Fabrício, 17, o craque do perigoso Morro do Alemão, canhoto, habilidoso com a bola, preciso lançador em um futebol cada vez mais sem lançadores, passou na peneira de Mineiro, um dos olheiros de novos jogadores para o Flamengo.
Tem melhor sorte do que Vanderson, zagueiro sem muita categoria, que vem junto com a mãe de Vitória, Espírito Santo, para, entre mais de mil moleques, tentar passar pela peneira de Mineiro.
Vanderson não sobreviveu a um drible e a 30 minutos de teste.
Edmílson, tímido de quase não conseguir falar, vem de Goiás para Mineiro ver.
O olheiro Mineiro acha ele um craque promissor. Recomenda-o ao empresário de jogadores Zé Mauro. Edmílson, sem dinheiro, vivendo na casa do empresário Zé Mauro, espera uma oportunidade para jogar em um time que nunca aparece.
Fabrício, depois de um tempo jogando no time de Mineiro, no campo do Fundão, não passa no teste do time juvenil do Flamengo, treinado por Toninho Barroso, técnico da seleção brasileira da categoria. Vai tentar o Botafogo. Passa no teste do time da estrela solitária, mas depois é dispensado.
Vanderson voltou para Vitória. Fabrício foi parar no São Cristóvão.
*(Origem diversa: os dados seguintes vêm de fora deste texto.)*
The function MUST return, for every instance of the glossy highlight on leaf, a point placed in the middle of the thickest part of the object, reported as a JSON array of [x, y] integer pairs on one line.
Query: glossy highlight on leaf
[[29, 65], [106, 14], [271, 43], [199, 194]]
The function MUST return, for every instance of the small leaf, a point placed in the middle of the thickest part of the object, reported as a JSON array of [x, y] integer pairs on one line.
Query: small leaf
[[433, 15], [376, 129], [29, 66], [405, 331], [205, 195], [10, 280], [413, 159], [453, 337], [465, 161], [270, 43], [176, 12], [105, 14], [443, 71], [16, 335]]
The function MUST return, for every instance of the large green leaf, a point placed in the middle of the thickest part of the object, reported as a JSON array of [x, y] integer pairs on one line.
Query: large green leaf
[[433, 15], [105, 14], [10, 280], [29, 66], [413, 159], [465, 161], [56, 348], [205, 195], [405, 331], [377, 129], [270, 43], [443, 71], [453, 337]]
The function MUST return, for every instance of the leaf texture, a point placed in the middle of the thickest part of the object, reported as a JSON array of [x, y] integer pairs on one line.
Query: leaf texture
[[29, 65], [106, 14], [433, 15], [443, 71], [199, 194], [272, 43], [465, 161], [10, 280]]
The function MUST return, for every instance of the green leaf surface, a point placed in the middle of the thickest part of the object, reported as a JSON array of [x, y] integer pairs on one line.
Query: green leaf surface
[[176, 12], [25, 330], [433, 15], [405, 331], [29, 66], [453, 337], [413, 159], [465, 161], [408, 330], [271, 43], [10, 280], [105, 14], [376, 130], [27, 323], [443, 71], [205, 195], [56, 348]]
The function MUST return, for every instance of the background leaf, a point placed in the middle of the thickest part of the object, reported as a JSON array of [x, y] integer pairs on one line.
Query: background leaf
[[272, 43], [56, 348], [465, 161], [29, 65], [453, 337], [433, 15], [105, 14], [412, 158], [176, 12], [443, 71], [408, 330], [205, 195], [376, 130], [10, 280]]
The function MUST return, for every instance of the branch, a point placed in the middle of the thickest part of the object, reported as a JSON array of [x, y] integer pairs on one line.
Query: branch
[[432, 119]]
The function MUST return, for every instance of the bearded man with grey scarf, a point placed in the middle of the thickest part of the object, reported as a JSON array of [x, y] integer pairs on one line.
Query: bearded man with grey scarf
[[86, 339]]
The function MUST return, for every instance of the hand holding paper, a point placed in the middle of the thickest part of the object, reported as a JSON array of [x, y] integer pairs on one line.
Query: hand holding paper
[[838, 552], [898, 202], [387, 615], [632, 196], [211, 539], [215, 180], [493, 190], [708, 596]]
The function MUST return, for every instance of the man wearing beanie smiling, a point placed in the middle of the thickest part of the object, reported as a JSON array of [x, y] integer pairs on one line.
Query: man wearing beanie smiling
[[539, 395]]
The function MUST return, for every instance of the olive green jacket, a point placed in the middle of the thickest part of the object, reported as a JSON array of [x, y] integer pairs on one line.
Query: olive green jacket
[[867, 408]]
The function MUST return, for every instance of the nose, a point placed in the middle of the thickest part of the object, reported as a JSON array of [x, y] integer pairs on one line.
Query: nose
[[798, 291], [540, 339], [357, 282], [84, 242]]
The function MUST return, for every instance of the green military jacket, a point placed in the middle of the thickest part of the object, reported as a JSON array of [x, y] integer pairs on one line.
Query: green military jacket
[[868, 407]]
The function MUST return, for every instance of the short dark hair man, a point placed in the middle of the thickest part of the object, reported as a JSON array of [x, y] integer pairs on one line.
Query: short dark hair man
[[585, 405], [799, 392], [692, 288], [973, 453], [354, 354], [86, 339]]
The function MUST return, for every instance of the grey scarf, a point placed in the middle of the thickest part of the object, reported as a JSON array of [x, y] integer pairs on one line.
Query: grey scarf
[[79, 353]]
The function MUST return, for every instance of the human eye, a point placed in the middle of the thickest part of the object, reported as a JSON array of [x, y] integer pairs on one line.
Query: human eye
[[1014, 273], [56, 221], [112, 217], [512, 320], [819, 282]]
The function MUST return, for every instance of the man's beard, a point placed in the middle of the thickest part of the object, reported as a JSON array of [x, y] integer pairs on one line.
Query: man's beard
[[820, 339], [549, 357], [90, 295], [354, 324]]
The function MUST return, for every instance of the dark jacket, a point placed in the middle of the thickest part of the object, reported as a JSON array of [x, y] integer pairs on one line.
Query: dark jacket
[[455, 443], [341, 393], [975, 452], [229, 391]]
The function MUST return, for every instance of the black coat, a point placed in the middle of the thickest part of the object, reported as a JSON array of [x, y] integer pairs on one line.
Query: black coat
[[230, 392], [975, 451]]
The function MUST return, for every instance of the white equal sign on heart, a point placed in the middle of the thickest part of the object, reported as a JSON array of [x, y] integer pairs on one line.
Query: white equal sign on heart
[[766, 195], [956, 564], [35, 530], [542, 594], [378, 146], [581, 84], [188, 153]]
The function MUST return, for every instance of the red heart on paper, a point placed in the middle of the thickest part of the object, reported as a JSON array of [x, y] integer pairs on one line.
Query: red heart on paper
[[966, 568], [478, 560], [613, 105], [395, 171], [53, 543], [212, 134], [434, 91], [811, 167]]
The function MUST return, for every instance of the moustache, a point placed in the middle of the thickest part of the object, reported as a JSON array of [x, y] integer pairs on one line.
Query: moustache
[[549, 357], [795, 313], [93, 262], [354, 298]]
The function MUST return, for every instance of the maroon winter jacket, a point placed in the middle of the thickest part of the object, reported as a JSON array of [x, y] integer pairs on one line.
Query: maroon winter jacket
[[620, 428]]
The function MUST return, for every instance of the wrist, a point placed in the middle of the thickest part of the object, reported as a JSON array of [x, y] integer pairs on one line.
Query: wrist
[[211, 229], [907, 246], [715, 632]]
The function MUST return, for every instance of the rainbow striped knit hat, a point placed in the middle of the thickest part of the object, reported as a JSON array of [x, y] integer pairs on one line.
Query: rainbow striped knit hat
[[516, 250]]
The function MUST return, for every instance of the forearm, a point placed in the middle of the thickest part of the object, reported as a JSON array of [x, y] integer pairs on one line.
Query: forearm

Edmílson foi tentar a vida no Grêmio, lá em Porto Alegre, cidade onde acha que falam outra língua, mas de onde foi enxotado.
Fabrício, Vanderson, Edmílson são adolescentes brasileiros cuja profissão é a esperança.
A esperança de virar jogador de futebol profissional, se possível no Flamengo, no Flamengo.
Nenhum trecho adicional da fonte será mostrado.